Let $X$ be a Kan complex. Recall that the fundamental groupoid $\pi _{\leq 1}(X)$ is a category whose objects are the vertices of $X$, and whose morphisms are given by homotopy classes of paths (Definition 1.4.6.12). We now consider a higher-dimensional version of this construction.

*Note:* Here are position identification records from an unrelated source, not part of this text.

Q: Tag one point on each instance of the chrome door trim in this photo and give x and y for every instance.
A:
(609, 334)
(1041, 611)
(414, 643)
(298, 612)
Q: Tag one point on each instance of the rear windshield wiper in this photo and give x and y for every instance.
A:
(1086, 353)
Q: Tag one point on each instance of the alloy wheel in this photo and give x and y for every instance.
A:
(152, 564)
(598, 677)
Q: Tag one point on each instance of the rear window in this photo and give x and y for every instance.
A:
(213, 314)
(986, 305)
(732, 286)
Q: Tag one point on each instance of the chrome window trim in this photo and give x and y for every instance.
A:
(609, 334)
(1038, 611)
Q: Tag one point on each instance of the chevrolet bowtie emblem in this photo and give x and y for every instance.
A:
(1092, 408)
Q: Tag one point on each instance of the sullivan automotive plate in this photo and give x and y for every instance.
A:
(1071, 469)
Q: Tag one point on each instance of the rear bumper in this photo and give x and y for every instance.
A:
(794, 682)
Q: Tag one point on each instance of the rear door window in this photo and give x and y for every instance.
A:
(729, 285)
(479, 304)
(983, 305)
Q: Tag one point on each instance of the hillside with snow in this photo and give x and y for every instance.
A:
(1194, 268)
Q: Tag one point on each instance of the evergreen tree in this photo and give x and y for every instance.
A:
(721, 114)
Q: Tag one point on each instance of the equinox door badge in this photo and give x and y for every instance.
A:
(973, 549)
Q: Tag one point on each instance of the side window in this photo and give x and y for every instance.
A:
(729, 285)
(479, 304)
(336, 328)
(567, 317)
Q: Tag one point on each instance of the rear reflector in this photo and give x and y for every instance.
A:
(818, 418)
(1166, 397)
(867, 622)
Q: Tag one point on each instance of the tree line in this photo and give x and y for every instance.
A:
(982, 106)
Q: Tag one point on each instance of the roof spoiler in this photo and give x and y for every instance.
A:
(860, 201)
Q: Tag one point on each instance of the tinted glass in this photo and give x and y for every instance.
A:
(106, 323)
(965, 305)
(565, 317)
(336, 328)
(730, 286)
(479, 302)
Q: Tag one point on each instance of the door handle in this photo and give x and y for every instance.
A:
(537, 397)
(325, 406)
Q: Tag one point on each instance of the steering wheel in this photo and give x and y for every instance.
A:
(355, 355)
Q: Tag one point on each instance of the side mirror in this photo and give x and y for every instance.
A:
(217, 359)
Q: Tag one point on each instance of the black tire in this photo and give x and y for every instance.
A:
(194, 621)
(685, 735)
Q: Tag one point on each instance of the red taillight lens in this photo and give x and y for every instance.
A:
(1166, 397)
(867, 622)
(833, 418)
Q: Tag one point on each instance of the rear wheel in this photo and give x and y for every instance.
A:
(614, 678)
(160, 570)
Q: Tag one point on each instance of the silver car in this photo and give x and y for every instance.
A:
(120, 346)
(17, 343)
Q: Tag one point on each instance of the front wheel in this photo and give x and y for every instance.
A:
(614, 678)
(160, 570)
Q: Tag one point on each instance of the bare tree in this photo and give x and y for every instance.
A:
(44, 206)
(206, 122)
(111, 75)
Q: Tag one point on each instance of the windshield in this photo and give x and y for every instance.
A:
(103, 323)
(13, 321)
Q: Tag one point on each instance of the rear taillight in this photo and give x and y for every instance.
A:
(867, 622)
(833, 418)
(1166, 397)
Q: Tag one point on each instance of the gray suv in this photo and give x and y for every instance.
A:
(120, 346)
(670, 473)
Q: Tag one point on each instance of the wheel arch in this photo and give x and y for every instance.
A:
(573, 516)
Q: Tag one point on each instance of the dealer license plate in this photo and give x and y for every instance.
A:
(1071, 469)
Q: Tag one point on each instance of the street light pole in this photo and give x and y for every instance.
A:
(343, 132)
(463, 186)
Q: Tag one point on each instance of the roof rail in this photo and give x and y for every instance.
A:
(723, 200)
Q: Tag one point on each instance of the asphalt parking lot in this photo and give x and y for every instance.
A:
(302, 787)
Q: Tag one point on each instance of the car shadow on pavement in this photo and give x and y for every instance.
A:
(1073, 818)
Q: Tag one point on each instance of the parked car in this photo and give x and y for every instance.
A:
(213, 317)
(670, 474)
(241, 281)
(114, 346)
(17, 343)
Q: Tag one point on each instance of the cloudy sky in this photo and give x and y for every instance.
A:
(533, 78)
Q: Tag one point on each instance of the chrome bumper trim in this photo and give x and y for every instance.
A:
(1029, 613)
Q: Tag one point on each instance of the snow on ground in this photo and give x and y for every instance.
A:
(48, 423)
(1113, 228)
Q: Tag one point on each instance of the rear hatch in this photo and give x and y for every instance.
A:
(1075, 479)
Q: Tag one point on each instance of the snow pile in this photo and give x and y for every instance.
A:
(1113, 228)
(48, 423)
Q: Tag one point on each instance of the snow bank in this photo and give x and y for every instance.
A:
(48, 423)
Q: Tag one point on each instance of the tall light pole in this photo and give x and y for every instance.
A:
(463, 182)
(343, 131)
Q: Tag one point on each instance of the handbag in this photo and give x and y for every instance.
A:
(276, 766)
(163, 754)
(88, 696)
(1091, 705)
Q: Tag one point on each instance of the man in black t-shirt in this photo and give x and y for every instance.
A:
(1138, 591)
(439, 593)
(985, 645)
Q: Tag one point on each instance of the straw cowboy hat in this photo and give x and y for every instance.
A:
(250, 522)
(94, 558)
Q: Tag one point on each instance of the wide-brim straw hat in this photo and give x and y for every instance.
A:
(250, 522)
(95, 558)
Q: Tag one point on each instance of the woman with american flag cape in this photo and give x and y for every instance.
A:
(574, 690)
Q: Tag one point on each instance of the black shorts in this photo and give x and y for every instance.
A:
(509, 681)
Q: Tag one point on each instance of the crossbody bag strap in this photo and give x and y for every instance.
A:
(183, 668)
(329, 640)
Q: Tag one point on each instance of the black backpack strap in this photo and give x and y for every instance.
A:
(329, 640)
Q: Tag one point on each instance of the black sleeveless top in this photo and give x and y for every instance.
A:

Definition 3.5.6.1. Let $X$ be a Kan complex and let $n \geq 0$ be an integer. We say that a morphism of Kan complexes $f: X \rightarrow Y$ exhibits $Y$ as a fundamental $n$-groupoid of $X$ if the following conditions are satisfied:

$(a)$

The simplicial set $Y$ is an $n$-groupoid (Definition 3.5.5.1).

$(b)$

The morphism $f$ is bijective on $m$-simplices for $m < n$.

$(c)$

The morphism $f$ is surjective on $n$-simplices.

$(d)$

If $\sigma$ and $\sigma '$ are $n$-simplices of $X$ satisfying $f(\sigma ) = f(\sigma ')$, then $\sigma$ and $\sigma '$ are homotopic relative to $\operatorname{\partial \Delta }^{n}$ (see Definition 3.2.1.3).

Remark 3.5.6.2. Let $n$ be a nonnegative integer and let $f: X \rightarrow Y$ be a morphism of Kan complexes which exhibits $Y$ as a fundamental $n$-groupoid of $X$. Then $f$ is a Kan fibration (Corollary 3.5.5.14). In particular, since it is surjective on vertices, it is surjective on $m$-simplices for every integer $m$ (see Remark 3.1.2.8).

Example 3.5.6.3. Let $X$ be a Kan complex and let $\pi _{\leq 1}(X)$ denote the fundamental groupoid of $X$ (Definition 1.4.6.12). Then the nerve $\operatorname{N}_{\bullet }( \pi _{\leq 1}(X) )$ is a $1$-groupoid (Proposition 3.5.5.8). By construction, the tautological map $u: X \rightarrow \operatorname{N}_{\bullet }( \pi _{\leq 1}(X) )$ is bijective on vertices and surjective on edges. Moreover, two edges of $X$ have the same image in $\operatorname{N}_{\bullet }( \pi _{\leq 1}(X) )$ if and only if they are homotopic relative to $\operatorname{\partial \Delta }^{1}$ (see Corollary 1.4.3.7). It follows that $u$ exhibits $\operatorname{N}_{\bullet }(\pi _{\leq 1}(X))$ as a fundamental $1$-groupoid of $X$.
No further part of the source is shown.